Statistical analysis in forensic science : evidential value of multivariate physicochemical data / Grzegorz Zadora, Agnieszka Martyna, Daniel Ramos, Colin Aitken.         p. cm.   Includes bibliographical references and index.   ISBN 978-0-470-97210-6 (cloth)1. Chemistry, Forensic.    2. Forensic statistics.    3. Chemometrics.    I. Zadora, Grzegorz.    II. Martyna, Agnieszka.    III. Ramos, Daniel.    IV. Aitken, Colin.   RA1057.S73 2014   614′.12–dc232013031698

A catalogue record for this book is available from the British Library.

ISBN: 978-0-470-97210-6

To our families

Preface

An increase in the danger from new forms of crime and the need by those who administer justice for higher standards of scientific work require the development of new methods for measuring the evidential value of physicochemical data obtained during the analysis of various kinds of trace evidence.

The physicochemical analysis of various types of evidence by the application of various analytical methods (Chapter 1) returns numerous types of information including multivariate quantitative data (Chapter 3, Appendix B), for example, concentrations of elements or the refractive index of a glass fragment. The role of the forensic expert is to evaluate such physicochemical data (evidence, E) in the context of two competing propositions H1 and H2 (Chapter 2, Appendix A). The propositions H1 and H2 may be put forward by the police, prosecutors, defenders or the courts and they concern:

Bayesian models have been proposed for the evaluation of the evidence in such contexts. Statistical analysis is used to evaluate the evidence. The value of the evidence is determined by the likelihood ratio (LR). This is the ratio of the probability of the evidence if H1 is true, P(E | H1), to the probability of the evidence if H2 is true, P(E | H2). For evidence in the form of continuous data these probabilities are replaced with probability density functions, f(E | H1) and f(E | H2).

The LR approach (Chapter 2, Appendix A) has become increasingly popular for evidence evaluation in forensic sciences. For physicochemical data, the approach enables an objective evaluation of the physicochemical information about the analysed object(s) obtained from an analytical run, and about the rarity of the determined physicochemical features for recovered and/or control samples within a relevant population (Chapters 2, 4 and 5). The most common application of the LR approach in forensic science is in DNA profiling. The LR approach has also been applied to other evidence categories including earprints, fingerprints, firearms and toolmarks, hair, documents, envelopes and handwriting, and speaker recognition. In recent years, much has also been published on LR approaches for multivariate data. Some of these ideas (including examples from practice in forensic science) are discussed in this book.

The performance of each statistical approach should be subjected to critical analysis, not only in the form of error rates but also through the use of other formal frameworks which provide a measure of the quality of a method for the evaluation of evidence based on a likelihood ratio. There is a need not only for the measurement of the discriminating power of the LR models as represented by false positive and false negative rates, but for the information that the LR provides to the inference process in evidence evaluation, where the important concept of calibration plays a significant role. One of the objectives of this book is to consider the problem of the assessment of the performance of LR-based evidence evaluation methods. Several methods found in the literature are extensively described and compared, such as Tippett plots, detection error trade-off plots (DET) and empirical cross-entropy (ECE) plots (Chapter 6, Appendix C).

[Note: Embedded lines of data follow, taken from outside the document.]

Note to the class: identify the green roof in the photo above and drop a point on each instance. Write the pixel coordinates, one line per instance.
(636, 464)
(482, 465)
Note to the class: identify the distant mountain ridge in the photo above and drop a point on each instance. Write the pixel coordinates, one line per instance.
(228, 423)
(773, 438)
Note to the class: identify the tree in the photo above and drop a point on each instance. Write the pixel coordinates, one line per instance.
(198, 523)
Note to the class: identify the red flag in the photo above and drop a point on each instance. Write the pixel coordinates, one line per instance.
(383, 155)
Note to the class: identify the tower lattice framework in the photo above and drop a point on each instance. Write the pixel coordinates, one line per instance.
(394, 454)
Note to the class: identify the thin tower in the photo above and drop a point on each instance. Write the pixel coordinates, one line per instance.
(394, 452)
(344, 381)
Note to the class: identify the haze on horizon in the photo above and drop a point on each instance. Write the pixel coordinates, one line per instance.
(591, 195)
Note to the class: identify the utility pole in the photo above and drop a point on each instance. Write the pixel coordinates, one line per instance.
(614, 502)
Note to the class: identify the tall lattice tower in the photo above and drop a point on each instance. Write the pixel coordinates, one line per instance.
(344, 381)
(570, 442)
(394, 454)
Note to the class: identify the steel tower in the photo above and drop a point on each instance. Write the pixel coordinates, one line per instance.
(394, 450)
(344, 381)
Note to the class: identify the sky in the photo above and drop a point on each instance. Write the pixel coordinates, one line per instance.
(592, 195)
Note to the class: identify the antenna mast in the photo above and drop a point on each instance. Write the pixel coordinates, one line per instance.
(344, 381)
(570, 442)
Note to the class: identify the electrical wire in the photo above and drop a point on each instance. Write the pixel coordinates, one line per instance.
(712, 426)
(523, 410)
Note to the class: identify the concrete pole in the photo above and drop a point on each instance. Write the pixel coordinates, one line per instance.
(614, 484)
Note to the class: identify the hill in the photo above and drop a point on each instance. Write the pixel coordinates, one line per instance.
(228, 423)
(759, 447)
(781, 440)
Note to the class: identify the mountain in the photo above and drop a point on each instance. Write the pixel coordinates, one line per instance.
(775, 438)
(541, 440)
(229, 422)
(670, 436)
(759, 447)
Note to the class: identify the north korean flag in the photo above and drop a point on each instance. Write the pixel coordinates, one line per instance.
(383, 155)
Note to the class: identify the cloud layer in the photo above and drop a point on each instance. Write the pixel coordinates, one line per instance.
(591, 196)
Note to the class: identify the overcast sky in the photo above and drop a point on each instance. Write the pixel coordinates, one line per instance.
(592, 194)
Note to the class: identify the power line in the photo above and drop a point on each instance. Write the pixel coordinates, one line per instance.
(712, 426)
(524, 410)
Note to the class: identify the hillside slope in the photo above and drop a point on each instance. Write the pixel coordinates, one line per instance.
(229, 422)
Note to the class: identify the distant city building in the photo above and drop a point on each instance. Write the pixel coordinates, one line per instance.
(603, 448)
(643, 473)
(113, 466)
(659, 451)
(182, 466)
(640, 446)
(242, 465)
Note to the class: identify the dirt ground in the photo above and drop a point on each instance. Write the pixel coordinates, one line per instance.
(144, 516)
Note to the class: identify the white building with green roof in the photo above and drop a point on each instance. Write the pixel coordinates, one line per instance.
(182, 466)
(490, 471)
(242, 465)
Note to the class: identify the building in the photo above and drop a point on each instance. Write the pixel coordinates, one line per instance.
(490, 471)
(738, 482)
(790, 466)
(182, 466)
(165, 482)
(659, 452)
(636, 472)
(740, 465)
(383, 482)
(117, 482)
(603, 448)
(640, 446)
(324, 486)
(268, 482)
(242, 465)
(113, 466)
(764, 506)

One reason for the slow implementation of these LR models is that there is a lack of commercial software to enable the calculation of the LR relatively easily by those without experience in programming (like most forensic experts). Therefore, in order to use these methods case-specific routines have to be written using an appropriate software package, such as the R software (www.r-project.org). Based on information gathered during workshops on statistics for forensic scientists (e.g. the “FORSTAT – Forensic Statistics” project under the auspices of the European Network of Forensic Sciences Institutes), the present authors believe that there is a need for a book that provides descriptions of the models in more detail than in published papers, as well as of the software routines, together with practical examples. Therefore, the aims of this book are to present and discuss recent LR approaches and to provide suitable software toolboxes with annotation and examples to illustrate the use of the approaches in practice. The routines included in the book are available from the website www.wiley.com/go/physicochemical. These include routines in R (Appendix D), pre-computed Bayesian networks for Hugin Researcher™ (Appendix E), and the calcuLatoR software (Appendix F) for the computation of likelihood ratios for univariate data. Manuals (Appendices D–F) including examples and recommendations of the use of all of these assessment methods in practice are included, as well as software and practical examples to enable forensic experts to begin to work with them immediately (Chapters 3–6).

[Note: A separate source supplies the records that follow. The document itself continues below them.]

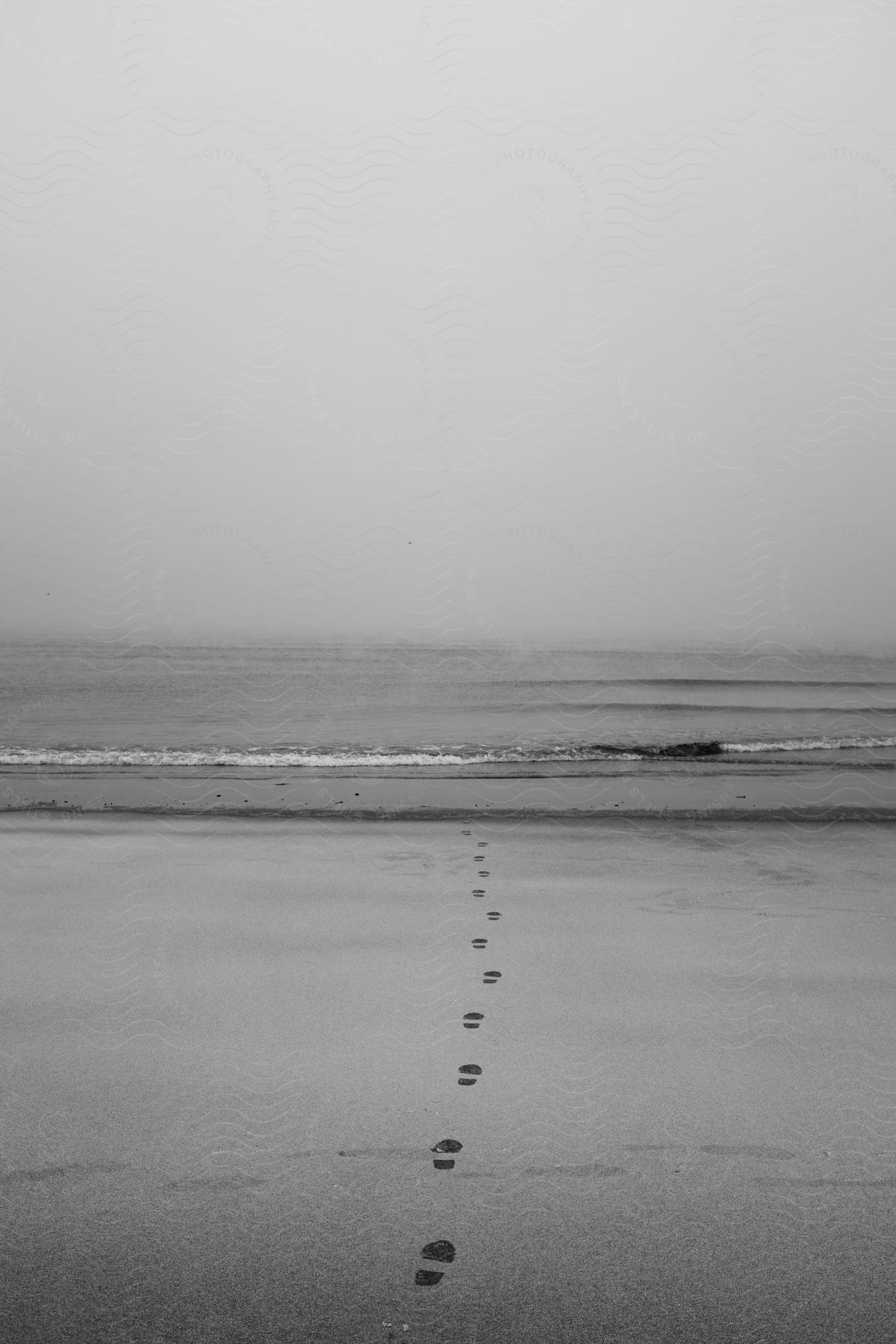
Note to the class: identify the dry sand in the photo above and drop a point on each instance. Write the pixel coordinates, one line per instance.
(228, 1046)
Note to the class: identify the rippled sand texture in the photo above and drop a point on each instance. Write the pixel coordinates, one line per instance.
(231, 1054)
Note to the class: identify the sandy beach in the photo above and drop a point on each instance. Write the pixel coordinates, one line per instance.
(230, 1048)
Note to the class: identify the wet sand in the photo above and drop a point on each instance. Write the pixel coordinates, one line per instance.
(230, 1046)
(676, 789)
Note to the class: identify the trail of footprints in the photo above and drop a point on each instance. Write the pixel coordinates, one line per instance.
(467, 1075)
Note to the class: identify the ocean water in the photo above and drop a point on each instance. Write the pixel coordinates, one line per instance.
(482, 709)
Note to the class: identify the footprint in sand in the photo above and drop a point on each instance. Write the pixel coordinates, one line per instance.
(442, 1251)
(445, 1145)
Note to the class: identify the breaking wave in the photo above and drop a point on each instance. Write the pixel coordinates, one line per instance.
(341, 757)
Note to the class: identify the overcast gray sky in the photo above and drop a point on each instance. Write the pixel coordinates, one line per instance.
(449, 322)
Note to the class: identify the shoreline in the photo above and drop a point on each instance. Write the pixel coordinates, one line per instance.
(797, 794)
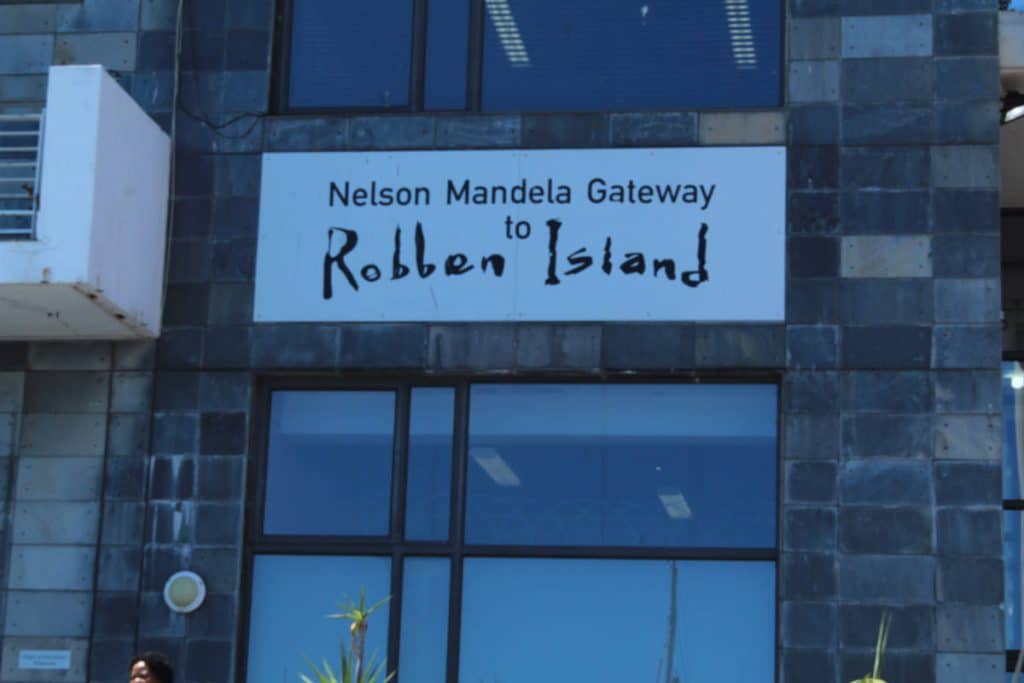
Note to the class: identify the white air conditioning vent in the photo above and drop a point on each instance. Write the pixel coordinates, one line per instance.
(83, 212)
(20, 151)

Note also that the LR approaches presented in the book can be used whenever evidence is to be evaluated under the circumstances of two propositions. Therefore, the models described in the book can also be applied in other areas of analytical chemistry. Special emphasis is placed on the solution of problems where a decision made on the basis of results of statistical analyses of physicochemical data could have serious legal or economical consequences; thus, for example, one of these other areas of analytical chemistry could be that of food authenticity analysis.

Many people have helped in many ways in the preparation of this book, too many to enable us to acknowledge them all individually. However, we wish to acknowledge in particular Rafal Borusiewicz, Jakub M. Milczarek, David Lucy, Tereza Neocleous, Beata M. Trzcinska, and Janina Zieba-Palus for many helpful discussions and a great deal of collaborative work, from which we have been able to take much inspiration for the content of the book.

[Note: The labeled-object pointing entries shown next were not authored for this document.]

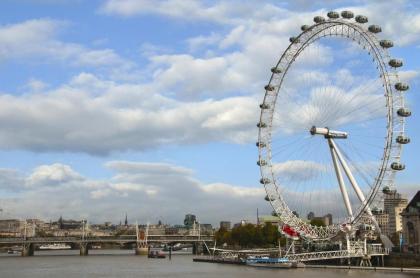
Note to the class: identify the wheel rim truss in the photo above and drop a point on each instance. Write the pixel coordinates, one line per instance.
(395, 125)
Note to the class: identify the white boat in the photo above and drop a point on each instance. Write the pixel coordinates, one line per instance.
(55, 246)
(268, 262)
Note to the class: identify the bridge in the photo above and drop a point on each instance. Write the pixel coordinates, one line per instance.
(28, 243)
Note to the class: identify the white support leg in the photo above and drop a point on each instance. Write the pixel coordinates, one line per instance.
(340, 180)
(353, 182)
(346, 168)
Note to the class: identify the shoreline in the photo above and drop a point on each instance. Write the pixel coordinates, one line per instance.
(206, 259)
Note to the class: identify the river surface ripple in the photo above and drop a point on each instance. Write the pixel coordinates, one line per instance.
(122, 263)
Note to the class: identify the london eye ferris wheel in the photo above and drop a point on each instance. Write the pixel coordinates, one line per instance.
(331, 128)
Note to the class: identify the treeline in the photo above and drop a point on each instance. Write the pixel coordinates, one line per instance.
(250, 236)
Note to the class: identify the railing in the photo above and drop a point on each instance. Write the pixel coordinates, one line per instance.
(119, 239)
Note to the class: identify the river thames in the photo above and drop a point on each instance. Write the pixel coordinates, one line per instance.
(122, 263)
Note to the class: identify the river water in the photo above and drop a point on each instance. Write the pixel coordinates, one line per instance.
(123, 263)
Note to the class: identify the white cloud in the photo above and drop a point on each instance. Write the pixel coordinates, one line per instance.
(299, 170)
(146, 191)
(95, 116)
(37, 40)
(52, 175)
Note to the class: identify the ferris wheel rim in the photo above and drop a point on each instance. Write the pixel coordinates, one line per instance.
(265, 151)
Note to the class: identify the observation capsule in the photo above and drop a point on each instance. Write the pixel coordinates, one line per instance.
(265, 181)
(269, 198)
(261, 125)
(366, 227)
(395, 63)
(401, 86)
(260, 144)
(333, 15)
(264, 106)
(375, 29)
(347, 14)
(397, 166)
(376, 210)
(361, 19)
(269, 88)
(319, 19)
(294, 40)
(305, 27)
(401, 139)
(386, 43)
(386, 190)
(404, 112)
(261, 162)
(275, 70)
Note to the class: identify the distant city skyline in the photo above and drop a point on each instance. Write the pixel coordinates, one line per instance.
(150, 108)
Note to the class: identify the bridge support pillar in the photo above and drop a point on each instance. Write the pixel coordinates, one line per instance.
(142, 250)
(84, 249)
(197, 248)
(365, 261)
(27, 250)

We also wish to thank Christopher J. Rogers. He checked the examples from the perspective of a beginner in the determination of the evidential value of physicochemical data. His suggestions helped to improve the quality of the practical examples contained herein.

Finally, we express our appreciation to the Institute of Forensic Research, Kraków, Poland, the Jagiellonian University, Kraków, Poland, the Escuela Politécnica Superior, Universidad Autónoma de Madrid, Spain, and the University of Edinburgh, UK, for their support of the research presented in this book.

2

Evaluation of evidence in the form of physicochemical data

2.1 Introduction

The application of numerous analytical methods to the analysis of evidence samples returns various kinds of data (Chapter 1), which should be reliable. Confirmation that the data are reliable can be obtained when the particular analytical method is validated, that is, it is confirmed by the examination and provisions of objective evidence that the particular requirements for a specific intended use are fulfilled. Parameters such as repeatability, intermediate precision, reproducibility, and accuracy should be determined during the validation process for a particular quantitative technique. Therefore, statistical quantities such as standard deviations and relative standard deviations are usually calculated, and a regression/correlation analysis as well as an analysis of variance are usually carried out during the determination of the above-mentioned parameters (Chapter 3). This means that the use of statistical tools in the physicochemical analysis of evidence should not be viewed as a passing fad, but as a contemporary necessity for the validation process of analytical methods as well as for measuring the value of evidence in the form of physicochemical data.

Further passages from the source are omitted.